Ali’s head peered from behind the computer screen and stared at Nawfel with quizzing eyes:
- What’s going on?
- Ben Ali’s fled the country. The news is on Al Jazeera Channel.
- Are you sure?
- Positive. Hey, it’s Al Jazeera, Ali, Al Jazeera Channel!
They immediately thought of going to Bab Bhar, to the heart of town. They searched for online invitations to gather and celebrate, to carry white and red flags and sing freedom and peace.
But there was nothing. Like scores of other people, they wanted to spend the night outside. They wanted a celebration that would make them forget the horrors of the past:
The dark nights, the footages and images of martyrs with yawning mouths, blasted heads, and mangled bodies laid pell-mell on hospital metal beds.
Nawfel shouldn’t have clung so vehemently to the idea—the rule—the role of the army, and that night shouldn’t have ushered in a season of collective delirium that ended up with a bullet shattering his leg.
No one was able to celebrate Ben Ali’s abdication of power. No flags were waved that night. And no colourful fireworks adorned the sky of a homeland the people of which found themselves suddenly overwhelmed by freedom and emancipation.

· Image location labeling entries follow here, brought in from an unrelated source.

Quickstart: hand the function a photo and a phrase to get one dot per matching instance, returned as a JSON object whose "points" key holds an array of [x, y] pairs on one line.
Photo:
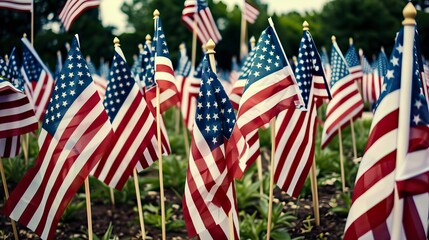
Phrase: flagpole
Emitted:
{"points": [[352, 127], [270, 203], [340, 142], [158, 133], [409, 24], [139, 203], [243, 45], [88, 209], [6, 194]]}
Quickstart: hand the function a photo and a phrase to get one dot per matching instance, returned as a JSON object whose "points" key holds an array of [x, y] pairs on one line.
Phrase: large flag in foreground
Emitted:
{"points": [[20, 5], [209, 191], [199, 11], [74, 8], [371, 214], [75, 133], [16, 118], [296, 128], [39, 80], [132, 122], [346, 103], [270, 89]]}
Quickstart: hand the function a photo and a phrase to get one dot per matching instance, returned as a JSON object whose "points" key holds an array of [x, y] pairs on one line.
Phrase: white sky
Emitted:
{"points": [[111, 9]]}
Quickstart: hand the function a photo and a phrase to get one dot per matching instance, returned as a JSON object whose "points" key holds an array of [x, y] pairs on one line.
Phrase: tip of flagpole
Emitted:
{"points": [[155, 13], [210, 45], [182, 46], [305, 26], [116, 42], [409, 13]]}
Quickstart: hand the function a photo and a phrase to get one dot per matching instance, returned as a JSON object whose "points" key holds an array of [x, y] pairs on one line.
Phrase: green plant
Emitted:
{"points": [[107, 235], [152, 216]]}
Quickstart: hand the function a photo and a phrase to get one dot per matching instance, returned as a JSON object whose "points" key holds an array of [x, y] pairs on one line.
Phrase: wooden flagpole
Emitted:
{"points": [[158, 133], [88, 209], [139, 203], [6, 194], [243, 45], [352, 127], [270, 203], [313, 175], [340, 141], [210, 51], [405, 94]]}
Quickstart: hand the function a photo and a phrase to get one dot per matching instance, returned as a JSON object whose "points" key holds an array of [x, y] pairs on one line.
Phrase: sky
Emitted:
{"points": [[111, 9]]}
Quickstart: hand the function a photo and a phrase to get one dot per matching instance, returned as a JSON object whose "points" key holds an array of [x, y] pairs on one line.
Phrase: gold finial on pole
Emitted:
{"points": [[252, 42], [305, 26], [210, 46], [155, 13], [409, 13], [116, 42]]}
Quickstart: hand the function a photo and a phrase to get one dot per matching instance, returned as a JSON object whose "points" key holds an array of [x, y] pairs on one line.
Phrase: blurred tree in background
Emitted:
{"points": [[371, 23]]}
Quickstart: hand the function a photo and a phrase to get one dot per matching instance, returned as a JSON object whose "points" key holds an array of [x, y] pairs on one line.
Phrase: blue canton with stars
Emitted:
{"points": [[267, 59], [419, 114], [13, 73], [31, 66], [120, 85], [148, 70], [73, 80], [351, 57], [215, 116], [184, 64], [309, 64], [339, 66], [3, 67]]}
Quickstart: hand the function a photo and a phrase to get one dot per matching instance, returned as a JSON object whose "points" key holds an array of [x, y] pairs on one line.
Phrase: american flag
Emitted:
{"points": [[371, 212], [39, 80], [199, 11], [326, 65], [296, 128], [250, 12], [352, 60], [75, 133], [20, 5], [270, 89], [346, 102], [164, 72], [368, 82], [189, 87], [16, 118], [209, 191], [133, 124], [150, 95], [74, 8]]}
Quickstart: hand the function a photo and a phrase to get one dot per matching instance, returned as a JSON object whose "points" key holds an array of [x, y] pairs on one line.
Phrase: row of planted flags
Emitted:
{"points": [[110, 132]]}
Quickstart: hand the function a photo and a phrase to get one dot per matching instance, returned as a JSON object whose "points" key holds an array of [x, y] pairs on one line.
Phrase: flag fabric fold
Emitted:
{"points": [[75, 133], [346, 103], [371, 212], [38, 79], [132, 122], [209, 191], [296, 127]]}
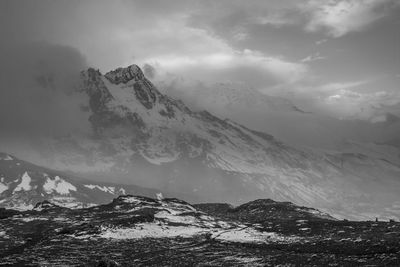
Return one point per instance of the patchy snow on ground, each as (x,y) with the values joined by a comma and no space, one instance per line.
(3,187)
(58,185)
(151,230)
(6,157)
(251,235)
(107,189)
(25,184)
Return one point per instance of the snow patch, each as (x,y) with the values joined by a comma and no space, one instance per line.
(6,157)
(25,184)
(58,185)
(3,187)
(107,189)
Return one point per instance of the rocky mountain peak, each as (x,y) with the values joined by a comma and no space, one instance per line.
(124,75)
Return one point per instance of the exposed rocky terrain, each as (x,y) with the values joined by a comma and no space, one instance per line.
(135,134)
(23,184)
(142,231)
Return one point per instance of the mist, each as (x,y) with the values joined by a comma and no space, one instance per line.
(36,81)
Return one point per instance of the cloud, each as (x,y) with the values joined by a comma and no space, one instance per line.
(340,17)
(35,80)
(349,104)
(255,68)
(313,57)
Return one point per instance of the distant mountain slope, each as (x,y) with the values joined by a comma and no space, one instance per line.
(139,135)
(23,185)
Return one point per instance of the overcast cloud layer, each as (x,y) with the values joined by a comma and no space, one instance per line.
(337,57)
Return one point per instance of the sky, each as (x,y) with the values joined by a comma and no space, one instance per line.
(337,57)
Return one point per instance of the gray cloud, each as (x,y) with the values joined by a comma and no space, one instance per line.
(35,79)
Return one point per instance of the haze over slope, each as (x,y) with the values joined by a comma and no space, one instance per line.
(131,132)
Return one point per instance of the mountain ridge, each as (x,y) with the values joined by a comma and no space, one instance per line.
(148,138)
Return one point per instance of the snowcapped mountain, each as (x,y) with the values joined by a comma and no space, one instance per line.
(23,185)
(139,135)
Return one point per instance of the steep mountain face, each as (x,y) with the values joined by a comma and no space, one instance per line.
(23,185)
(142,136)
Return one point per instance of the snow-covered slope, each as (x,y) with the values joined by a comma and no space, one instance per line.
(147,138)
(23,185)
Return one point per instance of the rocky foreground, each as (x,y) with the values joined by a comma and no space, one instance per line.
(141,231)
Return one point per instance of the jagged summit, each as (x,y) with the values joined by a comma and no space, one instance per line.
(124,75)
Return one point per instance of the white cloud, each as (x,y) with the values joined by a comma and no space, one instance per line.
(349,104)
(340,17)
(232,65)
(313,57)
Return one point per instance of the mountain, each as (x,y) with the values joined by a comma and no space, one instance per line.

The entire country swiftly shifted from a state of emergency guarded by Zine El Abidine’s police to another state of emergency the army wanted to monitor with the help of theTunisian people, who turned into a surrogate police force which was, at one point, omnipresent like God, and then all of a sudden melted away like ice.
Groups of people stood up to dance on the ruins of an agonising system and protect neighbourhoods assaulted by the fear of the unknown, deploying all means at hand:
Rocks, clubs, daggers, yells, songs, phones, numbers, and patriotism.
No idea could possibly absorb or organise what had happened.
An ogre, with his gouged eye, had left his cave to follow the great tumult without guidance, unaware the hubbub was throbbing out of his guts.